Tuesday, April 2, 2024

Locals up in arms at Co-op’s ‘porno’ breakfast cereals

Locals up in arms at Co-op’s ‘porno’ breakfast cereals
Co-op’s ‘porno’ breakfast cereals

Suffolk residents are up in arms at the introduction of ‘pornographic’ breakfast cereals at Co-op’s Lowestoft branch.

In a bid to attract a younger, randier class of clientele, Co-op has introduced a line of ‘top shelf’ cereals that are designed to help ‘get you going’ in the morning. Cereals such as; Fruity Hoops (lol), Coco Munch (snigger), Cinnamon Mini-Buns (chortle), and Comet Balls (guffaw) have all been designated as ‘adult’ cereals and will from now on, only be sold to over 18s.

Co-op Cereals Collection

Lowestoft resident Thomas Crinch, chair of the campaign group Residents AGainst Everything (RAGE) spoke to the SUFFOLK GAZETTE about his member’s concerns (snigger). “Well, it just isn’t on is it? I didn’t fight in the war just so young people can go around chewing on Honey Cups, licking Booty O’s, and enjoying some Deep Sea Crunch before 9.00 am. It’s utterly disgusting and up with it the members of RAGE will not put. That is why we are here today, protesting at this FILTH!”

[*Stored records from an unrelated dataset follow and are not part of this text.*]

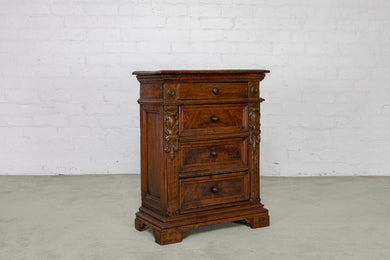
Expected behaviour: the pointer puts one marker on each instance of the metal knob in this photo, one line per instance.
(214, 118)
(171, 92)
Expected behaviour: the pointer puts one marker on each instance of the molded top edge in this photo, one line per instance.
(184, 72)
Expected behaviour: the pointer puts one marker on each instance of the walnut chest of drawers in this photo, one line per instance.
(200, 135)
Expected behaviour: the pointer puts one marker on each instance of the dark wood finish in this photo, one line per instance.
(213, 190)
(213, 154)
(216, 90)
(200, 135)
(213, 119)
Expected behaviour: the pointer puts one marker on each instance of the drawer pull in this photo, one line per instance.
(215, 91)
(214, 118)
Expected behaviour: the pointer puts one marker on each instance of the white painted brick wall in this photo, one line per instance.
(68, 101)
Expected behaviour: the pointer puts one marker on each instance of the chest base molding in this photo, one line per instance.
(169, 230)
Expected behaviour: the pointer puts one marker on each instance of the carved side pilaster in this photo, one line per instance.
(254, 140)
(254, 124)
(171, 129)
(171, 147)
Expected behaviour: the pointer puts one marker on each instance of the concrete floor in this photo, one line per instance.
(91, 217)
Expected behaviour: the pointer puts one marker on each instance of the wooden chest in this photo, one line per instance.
(200, 135)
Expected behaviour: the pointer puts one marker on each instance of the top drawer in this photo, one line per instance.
(211, 90)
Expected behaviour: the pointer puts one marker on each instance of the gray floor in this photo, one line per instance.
(91, 217)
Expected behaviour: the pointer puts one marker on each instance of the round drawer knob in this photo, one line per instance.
(214, 118)
(171, 92)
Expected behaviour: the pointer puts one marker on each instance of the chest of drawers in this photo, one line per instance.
(200, 135)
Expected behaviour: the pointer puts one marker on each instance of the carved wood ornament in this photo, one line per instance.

Other cereal brands that have caused offense to the mainly, older, conservative residents of Lowestoft include; Fingos (snigger), Cream of Wheat (fnarr fnarr), Blueberry Muffin Toasters (giggle), and Double Dip Crunch (double snigger).

Manager of the branch, Dafydd Cowell, defended his decision to introduce the adult breakfast range “Oh, come on! What’s the ham ennet? It’s only a bet of fun ennet?” (Cowell is Welsh.) “Look, everyone I know likes a little rumpy-pumpy en the morning donthey? It’s a luvvly way to start the day, isn’t et? So what’s the ham in having a Home Run Crunch (snigger), firs thing en the morning? No ham at all! Each to their own, I say!”

Mature Breakfast

co-op breakfast cereals
Grano love

Asked if he sympathized with the older residents’ views on morning sex, Cowell replied “Of course I do, that’s why we put in a special cereal just for the olders. It’s called Granolove. Honest!”